His relatives released a statement in which they asked people to “set aside hatred and work towards togetherness”. They said: “Whatever one’s race, religious or political beliefs, be tolerant and try to understand. As a family, we are trying to understand why this awful thing has occurred. Nobody should die in that way. Nobody.

“Please let some good come from this tragedy. We are absolutely broken, but we will survive and carry on for the sake of a wonderful and inspiring man.”

A mourner holds a copy of the funeral service. Photograph: John Keeble/Getty Images

In a eulogy, the MP Mark Francois said Amess embodied parliament’s strengths. “Our electors employ us to represent them in a contract renewable every few years. We work for them and not the other way around, and no one was ever more conscious of that than David Amess,” he told mourners.

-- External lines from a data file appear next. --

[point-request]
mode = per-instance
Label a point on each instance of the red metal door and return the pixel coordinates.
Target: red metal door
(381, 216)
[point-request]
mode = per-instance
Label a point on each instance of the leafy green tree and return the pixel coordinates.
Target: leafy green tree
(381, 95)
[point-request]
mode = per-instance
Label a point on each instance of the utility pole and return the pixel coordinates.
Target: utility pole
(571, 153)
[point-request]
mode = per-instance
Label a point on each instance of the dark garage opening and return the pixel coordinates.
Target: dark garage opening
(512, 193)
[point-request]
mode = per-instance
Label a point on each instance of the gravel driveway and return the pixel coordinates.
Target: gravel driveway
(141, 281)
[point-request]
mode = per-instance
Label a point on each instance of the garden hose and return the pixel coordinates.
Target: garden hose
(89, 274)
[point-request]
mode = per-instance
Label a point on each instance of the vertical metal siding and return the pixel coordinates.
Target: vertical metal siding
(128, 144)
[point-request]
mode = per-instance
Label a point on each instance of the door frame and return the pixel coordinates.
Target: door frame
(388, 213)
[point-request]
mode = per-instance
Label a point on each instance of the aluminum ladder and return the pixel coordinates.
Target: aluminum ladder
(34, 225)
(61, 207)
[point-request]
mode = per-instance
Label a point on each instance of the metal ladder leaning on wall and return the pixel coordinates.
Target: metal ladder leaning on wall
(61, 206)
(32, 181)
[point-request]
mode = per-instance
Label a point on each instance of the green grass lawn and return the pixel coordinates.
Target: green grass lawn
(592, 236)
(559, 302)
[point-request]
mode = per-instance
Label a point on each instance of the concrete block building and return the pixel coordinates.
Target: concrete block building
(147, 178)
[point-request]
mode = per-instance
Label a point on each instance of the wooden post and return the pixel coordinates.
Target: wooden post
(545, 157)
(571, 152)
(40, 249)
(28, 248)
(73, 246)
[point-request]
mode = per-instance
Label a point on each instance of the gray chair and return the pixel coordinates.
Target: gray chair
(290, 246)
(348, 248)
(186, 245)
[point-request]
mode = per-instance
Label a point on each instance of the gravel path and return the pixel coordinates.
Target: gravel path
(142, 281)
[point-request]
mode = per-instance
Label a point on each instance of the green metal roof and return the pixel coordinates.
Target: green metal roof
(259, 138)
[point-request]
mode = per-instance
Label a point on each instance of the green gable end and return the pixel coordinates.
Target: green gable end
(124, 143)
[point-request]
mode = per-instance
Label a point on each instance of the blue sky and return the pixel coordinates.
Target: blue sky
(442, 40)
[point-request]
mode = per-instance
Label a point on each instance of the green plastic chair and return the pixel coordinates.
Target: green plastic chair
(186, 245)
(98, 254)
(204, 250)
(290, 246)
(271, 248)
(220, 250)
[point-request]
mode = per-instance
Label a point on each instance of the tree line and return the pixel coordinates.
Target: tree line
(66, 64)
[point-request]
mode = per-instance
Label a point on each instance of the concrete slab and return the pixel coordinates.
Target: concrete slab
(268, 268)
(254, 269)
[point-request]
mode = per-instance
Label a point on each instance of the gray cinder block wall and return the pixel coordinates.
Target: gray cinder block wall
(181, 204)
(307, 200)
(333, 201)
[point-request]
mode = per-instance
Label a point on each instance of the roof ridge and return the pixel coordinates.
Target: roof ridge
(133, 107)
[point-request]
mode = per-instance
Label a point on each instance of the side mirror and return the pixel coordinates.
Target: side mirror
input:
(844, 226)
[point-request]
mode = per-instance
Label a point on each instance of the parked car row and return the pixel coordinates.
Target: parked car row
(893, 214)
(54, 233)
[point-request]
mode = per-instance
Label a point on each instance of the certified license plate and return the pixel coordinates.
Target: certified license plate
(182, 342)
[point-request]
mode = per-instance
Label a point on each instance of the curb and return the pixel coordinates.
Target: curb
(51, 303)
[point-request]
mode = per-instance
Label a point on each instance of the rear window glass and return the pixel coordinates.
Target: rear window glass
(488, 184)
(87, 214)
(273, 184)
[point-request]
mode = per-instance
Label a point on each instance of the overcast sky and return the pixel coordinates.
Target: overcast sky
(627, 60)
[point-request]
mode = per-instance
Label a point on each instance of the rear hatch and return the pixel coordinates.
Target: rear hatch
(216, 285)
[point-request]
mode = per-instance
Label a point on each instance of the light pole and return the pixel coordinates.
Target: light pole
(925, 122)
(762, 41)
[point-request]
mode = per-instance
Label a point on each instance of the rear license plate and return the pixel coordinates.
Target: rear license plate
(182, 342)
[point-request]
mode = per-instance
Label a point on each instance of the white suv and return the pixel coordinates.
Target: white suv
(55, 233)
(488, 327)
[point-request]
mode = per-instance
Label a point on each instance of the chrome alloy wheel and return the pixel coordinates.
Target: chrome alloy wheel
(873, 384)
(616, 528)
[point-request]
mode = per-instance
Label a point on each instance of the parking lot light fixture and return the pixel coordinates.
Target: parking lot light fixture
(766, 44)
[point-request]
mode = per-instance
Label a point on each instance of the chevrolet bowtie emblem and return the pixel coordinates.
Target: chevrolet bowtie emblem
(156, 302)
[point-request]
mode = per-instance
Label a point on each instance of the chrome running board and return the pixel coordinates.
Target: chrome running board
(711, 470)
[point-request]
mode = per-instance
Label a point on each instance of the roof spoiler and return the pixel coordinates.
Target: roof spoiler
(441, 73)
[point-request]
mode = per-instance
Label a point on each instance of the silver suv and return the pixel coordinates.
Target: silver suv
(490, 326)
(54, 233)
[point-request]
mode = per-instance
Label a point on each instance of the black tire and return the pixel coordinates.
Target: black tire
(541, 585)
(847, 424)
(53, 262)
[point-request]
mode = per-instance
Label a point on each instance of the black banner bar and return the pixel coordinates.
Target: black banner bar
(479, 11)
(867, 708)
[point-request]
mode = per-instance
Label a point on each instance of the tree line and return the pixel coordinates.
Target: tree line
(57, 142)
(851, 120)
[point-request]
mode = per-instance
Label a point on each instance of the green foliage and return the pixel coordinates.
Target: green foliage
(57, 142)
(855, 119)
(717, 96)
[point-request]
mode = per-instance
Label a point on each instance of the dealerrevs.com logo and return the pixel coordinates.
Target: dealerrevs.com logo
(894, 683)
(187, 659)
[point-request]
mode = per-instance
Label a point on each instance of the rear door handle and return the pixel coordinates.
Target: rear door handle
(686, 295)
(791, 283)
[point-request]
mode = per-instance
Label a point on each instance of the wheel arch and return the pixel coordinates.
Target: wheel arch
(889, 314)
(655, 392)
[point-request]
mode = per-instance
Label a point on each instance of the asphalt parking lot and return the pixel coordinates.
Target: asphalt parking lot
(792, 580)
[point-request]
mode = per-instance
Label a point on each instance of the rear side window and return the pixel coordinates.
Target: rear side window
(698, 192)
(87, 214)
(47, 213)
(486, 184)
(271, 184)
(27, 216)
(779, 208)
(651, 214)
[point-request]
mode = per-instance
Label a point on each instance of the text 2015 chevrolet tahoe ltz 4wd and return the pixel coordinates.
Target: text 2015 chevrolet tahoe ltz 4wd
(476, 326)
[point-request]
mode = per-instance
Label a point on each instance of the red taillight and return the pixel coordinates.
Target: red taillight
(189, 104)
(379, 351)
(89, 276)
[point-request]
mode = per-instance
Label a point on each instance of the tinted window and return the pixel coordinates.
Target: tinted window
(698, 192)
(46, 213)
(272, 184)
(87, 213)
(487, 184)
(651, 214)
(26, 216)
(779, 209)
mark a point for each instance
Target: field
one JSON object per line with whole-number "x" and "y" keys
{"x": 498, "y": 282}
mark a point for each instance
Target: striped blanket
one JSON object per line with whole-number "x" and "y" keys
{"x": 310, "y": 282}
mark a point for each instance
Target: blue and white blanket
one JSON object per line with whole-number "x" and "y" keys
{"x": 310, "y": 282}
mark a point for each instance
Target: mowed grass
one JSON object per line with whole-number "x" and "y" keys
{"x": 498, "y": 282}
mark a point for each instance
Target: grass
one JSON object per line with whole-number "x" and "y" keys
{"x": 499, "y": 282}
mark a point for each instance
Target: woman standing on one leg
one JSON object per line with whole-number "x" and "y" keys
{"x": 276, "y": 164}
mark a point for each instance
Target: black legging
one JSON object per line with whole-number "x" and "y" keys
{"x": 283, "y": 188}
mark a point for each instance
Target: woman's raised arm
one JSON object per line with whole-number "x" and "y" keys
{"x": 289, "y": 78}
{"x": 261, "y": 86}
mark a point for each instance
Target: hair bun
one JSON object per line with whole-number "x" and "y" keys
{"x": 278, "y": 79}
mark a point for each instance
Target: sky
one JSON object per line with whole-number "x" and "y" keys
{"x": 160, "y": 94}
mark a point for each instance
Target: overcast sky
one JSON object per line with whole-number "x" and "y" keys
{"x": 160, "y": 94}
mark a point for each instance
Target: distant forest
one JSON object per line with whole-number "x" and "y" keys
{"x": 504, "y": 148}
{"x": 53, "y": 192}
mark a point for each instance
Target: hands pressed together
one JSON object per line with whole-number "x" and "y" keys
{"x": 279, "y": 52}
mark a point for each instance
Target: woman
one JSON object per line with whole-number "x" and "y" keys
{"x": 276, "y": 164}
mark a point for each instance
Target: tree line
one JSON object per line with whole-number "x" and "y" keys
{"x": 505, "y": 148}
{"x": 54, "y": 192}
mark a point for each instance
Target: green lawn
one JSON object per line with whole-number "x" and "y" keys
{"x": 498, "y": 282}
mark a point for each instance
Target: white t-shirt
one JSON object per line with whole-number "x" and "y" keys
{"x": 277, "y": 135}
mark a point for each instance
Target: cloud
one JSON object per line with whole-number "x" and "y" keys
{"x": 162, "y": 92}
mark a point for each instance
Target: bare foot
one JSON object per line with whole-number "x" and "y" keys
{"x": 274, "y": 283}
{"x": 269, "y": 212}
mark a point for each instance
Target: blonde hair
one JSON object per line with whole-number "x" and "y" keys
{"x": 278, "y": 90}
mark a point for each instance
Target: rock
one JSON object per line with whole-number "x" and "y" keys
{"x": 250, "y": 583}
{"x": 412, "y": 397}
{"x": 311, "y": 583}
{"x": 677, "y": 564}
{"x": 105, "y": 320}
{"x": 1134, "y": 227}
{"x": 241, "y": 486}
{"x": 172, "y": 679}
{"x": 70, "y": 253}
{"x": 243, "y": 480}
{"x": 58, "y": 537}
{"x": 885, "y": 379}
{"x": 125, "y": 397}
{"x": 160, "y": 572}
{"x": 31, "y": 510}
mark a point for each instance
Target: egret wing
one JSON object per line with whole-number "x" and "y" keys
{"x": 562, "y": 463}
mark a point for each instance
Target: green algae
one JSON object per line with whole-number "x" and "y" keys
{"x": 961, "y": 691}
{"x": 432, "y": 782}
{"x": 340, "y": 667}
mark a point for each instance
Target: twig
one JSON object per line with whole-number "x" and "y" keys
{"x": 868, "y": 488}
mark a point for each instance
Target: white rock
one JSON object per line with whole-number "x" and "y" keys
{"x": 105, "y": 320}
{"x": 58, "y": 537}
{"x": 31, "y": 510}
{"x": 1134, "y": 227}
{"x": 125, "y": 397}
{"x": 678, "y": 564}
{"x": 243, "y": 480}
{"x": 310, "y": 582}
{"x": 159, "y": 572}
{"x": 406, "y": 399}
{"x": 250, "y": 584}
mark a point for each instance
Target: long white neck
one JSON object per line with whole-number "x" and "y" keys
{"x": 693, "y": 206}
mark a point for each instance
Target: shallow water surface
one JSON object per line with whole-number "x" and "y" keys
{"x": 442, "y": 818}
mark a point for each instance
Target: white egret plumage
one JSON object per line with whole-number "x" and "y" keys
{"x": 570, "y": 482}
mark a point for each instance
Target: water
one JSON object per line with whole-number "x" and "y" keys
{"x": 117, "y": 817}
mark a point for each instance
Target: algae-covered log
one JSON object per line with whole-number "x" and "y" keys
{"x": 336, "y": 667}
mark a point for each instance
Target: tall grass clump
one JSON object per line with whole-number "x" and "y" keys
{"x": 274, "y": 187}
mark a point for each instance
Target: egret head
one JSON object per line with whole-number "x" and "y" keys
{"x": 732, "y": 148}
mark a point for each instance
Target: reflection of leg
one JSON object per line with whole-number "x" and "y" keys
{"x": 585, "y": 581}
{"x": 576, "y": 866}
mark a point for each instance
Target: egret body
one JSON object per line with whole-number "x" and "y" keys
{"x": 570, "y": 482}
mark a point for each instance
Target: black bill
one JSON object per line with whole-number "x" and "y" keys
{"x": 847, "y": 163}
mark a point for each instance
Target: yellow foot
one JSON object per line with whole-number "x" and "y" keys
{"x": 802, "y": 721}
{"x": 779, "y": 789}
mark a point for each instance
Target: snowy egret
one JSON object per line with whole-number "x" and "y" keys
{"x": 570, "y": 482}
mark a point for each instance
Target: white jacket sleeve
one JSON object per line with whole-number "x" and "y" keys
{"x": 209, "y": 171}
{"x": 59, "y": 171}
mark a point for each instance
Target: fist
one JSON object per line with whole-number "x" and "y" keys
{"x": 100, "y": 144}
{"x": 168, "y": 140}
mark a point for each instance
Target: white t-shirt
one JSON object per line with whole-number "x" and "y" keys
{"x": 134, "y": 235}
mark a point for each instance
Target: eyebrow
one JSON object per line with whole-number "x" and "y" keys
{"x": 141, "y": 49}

“Whatever one thinks of members of parliament – and opinions do vary – in my experience, MPs of all parties do genuinely try and help other people. However, collectively in recent years we have perhaps not always helped ourselves, and I humbly suggest today that we need to learn from that. But, boy, did David Amess honour the contract with his employers – and in his own inimitable style. Whatever the weaknesses of parliament, David Amess was the living embodiment of all its strengths.”

Pat Shawyer: ‘He was a lovely, genuine man.’ Photograph: Andy Hall/The Observer

Standing outside as the service continued in the church, 66-year-old Pat Shawyer agreed. “It is very, very sad. Sir David was a wonderful MP, he cared about our community and was involved in so many things,” she said. “I met him on several occasions and he was lovely, a genuine man. He would help you if he ever could and his death is terrible for this community.”

Graham Ross, 70, from Southend, said: “Coming here today was just something I felt I had to do. He was just a lovely man. He loved Southend. I know he was Basildon first, but he put Southend in his heart. He loved the football at Roots Hall; he supported so many causes and was always helping people. You never had a quick word with him, it was always 10 minutes, because he wanted to know about you. He was always quick with a joke as well.”

One of the causes closest to Amess’s heart was a campaign for a permanent memorial for the singer Dame Vera Lynn, whom he described as “one of the most loved stars this country has produced”. Her song We’ll Meet Again was played as his body was carried out after the service.